Microsoft BI Certification: DEVELOPING SSAS CUBES

Dimensional Modeling is the methodology to architect schemas required for reporting by reducing the number of tables and deformalizing the data. There are facts(containing the measure) and dimension(subject areas on which the data is sliced) tables in the schema.
For a BI solution the OLAP methodology is used which extracts the data in the underlying transactional database and loaded into a data mart. Data Mart is designed using the dimensional modeling. On top of data mart a UDM layer is built which has advantages of exceptional performance for large data volumes.
SSAS understands semantics of data so helps extend the cube with important business calculations in form of MDX (multi dimensional expressions). Eg KPIs that measure company performance. Lot of 3rd part tools support SSAS and MDX query language and dashboards can be developed using SharePoint or other tools.

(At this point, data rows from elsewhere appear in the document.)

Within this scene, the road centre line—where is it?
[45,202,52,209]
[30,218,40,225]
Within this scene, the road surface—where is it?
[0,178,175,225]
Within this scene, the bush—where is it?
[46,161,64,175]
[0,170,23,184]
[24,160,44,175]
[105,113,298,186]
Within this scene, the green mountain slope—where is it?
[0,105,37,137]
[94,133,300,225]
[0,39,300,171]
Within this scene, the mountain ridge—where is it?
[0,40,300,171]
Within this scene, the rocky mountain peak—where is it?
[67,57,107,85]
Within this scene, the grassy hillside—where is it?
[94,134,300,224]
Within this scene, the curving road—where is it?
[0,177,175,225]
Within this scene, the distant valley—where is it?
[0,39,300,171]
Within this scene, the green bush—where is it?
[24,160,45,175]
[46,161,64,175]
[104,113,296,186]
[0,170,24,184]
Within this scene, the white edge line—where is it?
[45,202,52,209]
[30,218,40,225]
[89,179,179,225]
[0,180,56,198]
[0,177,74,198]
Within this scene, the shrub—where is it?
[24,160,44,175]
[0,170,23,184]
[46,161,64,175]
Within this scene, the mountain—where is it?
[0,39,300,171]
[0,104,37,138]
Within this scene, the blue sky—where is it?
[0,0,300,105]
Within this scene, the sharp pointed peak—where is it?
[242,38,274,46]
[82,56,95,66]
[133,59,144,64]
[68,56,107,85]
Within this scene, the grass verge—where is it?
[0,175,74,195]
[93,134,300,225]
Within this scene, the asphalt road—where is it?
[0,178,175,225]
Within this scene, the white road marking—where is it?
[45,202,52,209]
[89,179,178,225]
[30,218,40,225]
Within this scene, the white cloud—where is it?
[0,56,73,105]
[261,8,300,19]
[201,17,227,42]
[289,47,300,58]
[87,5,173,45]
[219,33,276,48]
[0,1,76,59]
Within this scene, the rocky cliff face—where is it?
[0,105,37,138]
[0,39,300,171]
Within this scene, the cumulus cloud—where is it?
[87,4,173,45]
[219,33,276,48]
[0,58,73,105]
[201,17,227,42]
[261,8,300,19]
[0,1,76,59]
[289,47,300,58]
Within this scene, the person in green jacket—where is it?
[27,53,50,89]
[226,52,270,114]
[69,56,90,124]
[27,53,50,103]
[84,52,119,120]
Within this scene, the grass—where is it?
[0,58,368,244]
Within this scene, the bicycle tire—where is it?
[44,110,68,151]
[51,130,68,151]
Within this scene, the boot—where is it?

UDM consists of the below components:
1.) Data Source
2.) Data Source View- helps us visualize the database schema and augment it using calculated columns and calculated queries
3.) Dimensional Model
4.) Calculations (optional)- augment the cube using custom logic of MDX such as QTD, YTD etc
5.) End User Model (optional)- Additional features that can be built to give richer scemantics including KPI’s, actions, perspectives and translations.
6.) Management Settings-Admin configures the cube to meet various operational requirements including availability, latency and security.

Defining a Data Source:
Note:
1.)Choose native OLE DB provider because SSAS is implemented in native code.
2.)Authentication option:
Standard security –less secure than windows authentication since need to manage the passwords
Windows Authentication-If the user is a system admin then all the operations will succeed.
3.)Impersonation information:
-Use a specific username n pwd
-Use service account- this is appropriate if SSAS service acctn is the domain or local account and has read access to the underlying data source.
-Use credentials of the current user- this is seldom used since it applies to certain data retrieval scenarios involving querying data mining models.
-Inherit- lets the server decide the mode. The server uses service acctn for cube processing and current user for querying data mining models.

Creating DSV:
IF the primary key and table relationship are defined in the underlying database the wizard automatically detects it . If not you need to add manually by going to the DSV designer and right click and set Logical Primary Key. For a foreign key drag the foreign key of a table to its related Primary key in another table and the relationship automatically creates.
Note: The DSV designer does not validate any logical Pk and table relationships that are manually created so if the underlying tables break any relationship one would not know until the cube is fully completed.
Defining DSV Named Calculations and Named Queries:
Named Calculations: A specific table might have columns that are derived from other columns from the same table or columns of another table.
Named Queries: Helps creating a new table
Note: As the requirements evolve it might be required to replace a table using a new table so in that case named Query can be used to write a query to replace the old table.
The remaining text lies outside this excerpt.